Seit Mittwoch ist es amtlich: Der Bunderat wird nicht mehr weiter mit der Europäischen Union über ein neues Institutionelles Rahmenabkommen verhandeln.
Was bedeutet das Aus für die Kulturszene Schweiz? Rosmarie Quadranti, Präsidentin von «+CULTURA», dem Dachverbandes der Interessenverbände der Schweizer Kulturinstitutionen, sieht schwarz.
SRF: Wie hätte sich das Rahmenabkommen auf die Kultur in der Schweiz ausgewirkt?
Rosmarie Quadranti: Nur positiv. Die Zugänge wären wieder wieder vereinfacht gewesen. Es hätte Ruhe gebracht. Jetzt haben wir die grosse Verunsicherung.
2006 bis 2013 war ja die Schweiz über das Filmförderungsabkommen «Media» mit der EU verzahnt. Seit 2013 ist das nicht mehr der Fall, weil man dieses Programm ins EU-Programm «Kreatives Europa» integriert hat. Ändert sich durch den Verhandlungsabbruch mit der EU überhaupt etwas?
Die Schweiz war nicht mehr dabei, weil es mit dem Rahmenabkommen nicht vorwärts ging. Das war der Grund. Mit dem Rahmenabkommen verband sich die Hoffnung, dass wir diesen enorm wichtigen Zugang wieder erhalten hätten.
Warum ist dieser Zugang zu den europäischen Austausch- und auch Fördergremien so wichtig?
Weil Kultur nicht an Grenzen Halt machen darf und kann. Weil Kultur Offenheit und Austausch braucht. Weil die Schweiz, gerade auch das Filmschaffen, zwar in der Schweiz sehr kreativ, aber auf mehr Publikum angewiesen ist.
Die Schweizer Filmbranche bezog bis 2013 Geld aus dem Fonds «Media» der EU. Die Schweiz bekommt dieses Geld nun nicht mehr. Umgekehrt muss die Schweiz diese Kulturprogramme nicht mehr mitfinanzieren. Sind also Gelder frei geworden, die die Schweiz im Inland für Kultur ausgeben kann?
Man kann es mindestens hoffen.

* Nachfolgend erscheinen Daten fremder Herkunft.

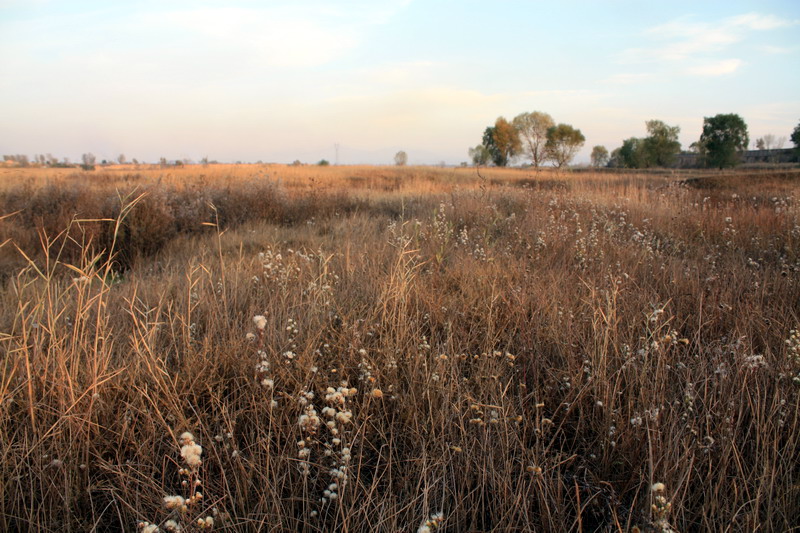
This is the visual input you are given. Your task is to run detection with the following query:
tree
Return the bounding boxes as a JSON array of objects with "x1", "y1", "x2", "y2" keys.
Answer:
[
  {"x1": 699, "y1": 113, "x2": 749, "y2": 169},
  {"x1": 118, "y1": 154, "x2": 126, "y2": 164},
  {"x1": 4, "y1": 154, "x2": 30, "y2": 167},
  {"x1": 607, "y1": 147, "x2": 622, "y2": 168},
  {"x1": 791, "y1": 120, "x2": 800, "y2": 151},
  {"x1": 483, "y1": 117, "x2": 521, "y2": 167},
  {"x1": 317, "y1": 159, "x2": 330, "y2": 166},
  {"x1": 512, "y1": 111, "x2": 554, "y2": 167},
  {"x1": 468, "y1": 145, "x2": 490, "y2": 166},
  {"x1": 394, "y1": 151, "x2": 408, "y2": 166},
  {"x1": 609, "y1": 120, "x2": 682, "y2": 169},
  {"x1": 590, "y1": 145, "x2": 609, "y2": 167},
  {"x1": 642, "y1": 120, "x2": 681, "y2": 167},
  {"x1": 616, "y1": 138, "x2": 647, "y2": 168},
  {"x1": 755, "y1": 138, "x2": 766, "y2": 150},
  {"x1": 545, "y1": 124, "x2": 585, "y2": 168},
  {"x1": 762, "y1": 134, "x2": 775, "y2": 150},
  {"x1": 81, "y1": 153, "x2": 96, "y2": 171}
]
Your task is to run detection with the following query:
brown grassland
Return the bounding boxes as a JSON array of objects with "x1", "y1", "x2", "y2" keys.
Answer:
[{"x1": 0, "y1": 164, "x2": 798, "y2": 532}]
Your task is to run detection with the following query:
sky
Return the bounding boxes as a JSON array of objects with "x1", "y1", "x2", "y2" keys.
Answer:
[{"x1": 1, "y1": 0, "x2": 799, "y2": 165}]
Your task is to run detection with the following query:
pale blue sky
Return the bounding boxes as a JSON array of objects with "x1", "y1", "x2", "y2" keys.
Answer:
[{"x1": 1, "y1": 0, "x2": 798, "y2": 165}]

Und ja: Jetzt muss halt im Inland mehr Geld gesprochen werden. Aber man darf nicht vergessen: Diese Anbindung ans Ausland ist wichtig, wenn nicht sogar überlebenswichtig. Jetzt muss sie mühsam wiederhergestellt werden.
Die Schweiz hat sich jahrelang bemüht, bei den EU Kultur-Dossiers wieder teilzunehmen. Diese Dossiers sind nun eingefroren. Haben Schweizer Künstlerinnen und Kulturinstitutionen überhaupt noch Zugang zu europäischer Förderung und europäischem Austausch?
Ja, die Gefahr ist gross, dass dieser Zugang nach wie vor verweigert wird, weil es ein gutes Druckmittel ist. Die Kultur muss jetzt alles unternehmen, dass sich das trotzdem noch ändern könnte. Ich gebe aber zu, dass ich nach dem für mich unverständlichen Abbruch dieser Verhandlungen ziemlich schwarz sehe.
Es wird Zeit verloren gehen, welche die Kultur eigentlich gar nicht hat.
Ist die kulturelle Schweiz institutionell auf der europäischen Landkarte heute überhaupt noch vorhanden?
Nein.
Was müsste aus Ihrer Sicht nun geschehen?
Ach, die Kultur muss jetzt in einer Zeit, in der sie die Kraft anderweitig gebraucht hätte, Mittel und Wege finden, wie sie wieder andocken kann. Das wird langwierig werden. Es wird Zeit verloren gehen, welche die Kultur eigentlich gar nicht hat. Und trotzdem darf man auch hier die Hoffnung natürlich nicht aufgeben.
Das Gespräch führte Raphael Zehnder.